Biology major, Ella Danso, is fine with the open houses and destination days, but she is frustrated with the amount of people she runs into on her way to classes and dining areas.

“The school doesn’t do a good job of warning us,” said Danso. “The places to eat and Campus Walk are always overpopulated.”

English major, Georgie Silva likes Destination days at UMW.

“I think the destination days are really good for showing people the campus and what it’s like during a regular day when people are out and about going to class,” said Silva. “But I also think they bring in a huge amount of people at once and it crowds places like the UC.”

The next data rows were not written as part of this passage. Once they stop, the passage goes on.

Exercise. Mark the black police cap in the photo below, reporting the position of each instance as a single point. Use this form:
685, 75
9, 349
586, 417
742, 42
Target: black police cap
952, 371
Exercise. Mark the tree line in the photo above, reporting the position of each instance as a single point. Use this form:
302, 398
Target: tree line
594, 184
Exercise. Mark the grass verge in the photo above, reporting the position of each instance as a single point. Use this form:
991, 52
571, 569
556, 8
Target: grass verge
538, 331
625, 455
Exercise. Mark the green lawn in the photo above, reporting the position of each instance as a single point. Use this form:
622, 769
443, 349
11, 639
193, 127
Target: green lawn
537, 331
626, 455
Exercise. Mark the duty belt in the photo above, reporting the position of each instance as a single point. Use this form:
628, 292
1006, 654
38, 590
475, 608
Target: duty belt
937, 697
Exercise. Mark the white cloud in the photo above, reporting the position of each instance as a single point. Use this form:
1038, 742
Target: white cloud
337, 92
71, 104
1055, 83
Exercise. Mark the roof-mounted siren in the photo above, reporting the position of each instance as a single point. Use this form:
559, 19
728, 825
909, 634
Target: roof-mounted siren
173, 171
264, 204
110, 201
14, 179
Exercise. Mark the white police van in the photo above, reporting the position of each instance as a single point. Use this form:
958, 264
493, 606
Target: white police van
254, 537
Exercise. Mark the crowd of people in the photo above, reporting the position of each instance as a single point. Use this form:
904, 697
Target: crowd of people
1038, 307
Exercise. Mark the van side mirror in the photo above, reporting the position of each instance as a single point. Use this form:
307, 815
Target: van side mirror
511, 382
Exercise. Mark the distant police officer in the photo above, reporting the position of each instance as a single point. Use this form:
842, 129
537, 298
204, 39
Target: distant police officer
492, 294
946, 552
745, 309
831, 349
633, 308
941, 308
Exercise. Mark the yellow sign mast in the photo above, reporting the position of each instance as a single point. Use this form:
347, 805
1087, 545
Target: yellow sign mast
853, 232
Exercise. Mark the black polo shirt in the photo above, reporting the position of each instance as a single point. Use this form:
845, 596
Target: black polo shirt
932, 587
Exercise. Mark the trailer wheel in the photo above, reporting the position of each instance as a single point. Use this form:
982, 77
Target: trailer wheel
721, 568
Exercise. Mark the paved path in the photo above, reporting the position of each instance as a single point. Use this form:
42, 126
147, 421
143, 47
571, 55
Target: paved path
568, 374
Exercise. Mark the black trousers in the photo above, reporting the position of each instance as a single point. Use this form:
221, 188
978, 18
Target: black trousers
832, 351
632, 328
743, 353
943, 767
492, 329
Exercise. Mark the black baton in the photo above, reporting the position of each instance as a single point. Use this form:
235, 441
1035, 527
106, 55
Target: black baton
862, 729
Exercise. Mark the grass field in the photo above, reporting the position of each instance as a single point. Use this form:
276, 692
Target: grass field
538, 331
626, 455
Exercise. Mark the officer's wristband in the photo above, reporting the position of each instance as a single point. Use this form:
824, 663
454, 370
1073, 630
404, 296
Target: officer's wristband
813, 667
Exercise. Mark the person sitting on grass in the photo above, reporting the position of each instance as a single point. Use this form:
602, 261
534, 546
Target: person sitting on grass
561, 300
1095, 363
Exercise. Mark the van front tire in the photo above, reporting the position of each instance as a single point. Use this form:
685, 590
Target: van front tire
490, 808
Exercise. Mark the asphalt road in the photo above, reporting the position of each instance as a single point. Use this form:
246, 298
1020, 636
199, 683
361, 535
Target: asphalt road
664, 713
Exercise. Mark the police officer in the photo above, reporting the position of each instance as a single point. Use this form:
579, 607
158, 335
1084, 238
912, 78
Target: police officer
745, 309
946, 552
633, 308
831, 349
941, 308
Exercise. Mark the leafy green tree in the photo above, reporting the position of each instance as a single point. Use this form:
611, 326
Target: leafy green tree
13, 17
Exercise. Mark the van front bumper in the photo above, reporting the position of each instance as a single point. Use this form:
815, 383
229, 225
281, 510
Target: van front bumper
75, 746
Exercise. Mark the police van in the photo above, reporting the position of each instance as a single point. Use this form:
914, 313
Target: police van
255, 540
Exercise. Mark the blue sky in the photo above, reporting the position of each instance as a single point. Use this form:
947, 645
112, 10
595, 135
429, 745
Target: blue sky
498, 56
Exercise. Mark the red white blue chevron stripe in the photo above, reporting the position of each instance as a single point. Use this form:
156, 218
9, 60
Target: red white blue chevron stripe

Unlike a lot of students, Silva feels like the school gives her enough notice, so she can prepare for the cluttered campus.

“The university does a good job of warning us with emails [letting us know] how many people will be here,” continued Silva. “But I feel like bringing them at lunch, and such, creates a lot of chaos for both us and visitors.”

Psychology major, Kristina Haskins agreed that the warning emails from the university are helpful.

“I do think the school has done a good job letting us know about these busy days we’ve had,” said Haskins. “As a commuter student, it is important for me to know as well because it affects my commute in the morning.”

While students at Mary Washington may differ in opinion on the topic of open houses and destination days, they all know that these events are essential in the decision making process of future Eagles.

“We must keep an open mind and realize that we, too, were in that position at one point,” said McGowan. “And showing aversion to those days signals to potential students and families that we aren’t as welcoming as the next school could possibly seem.”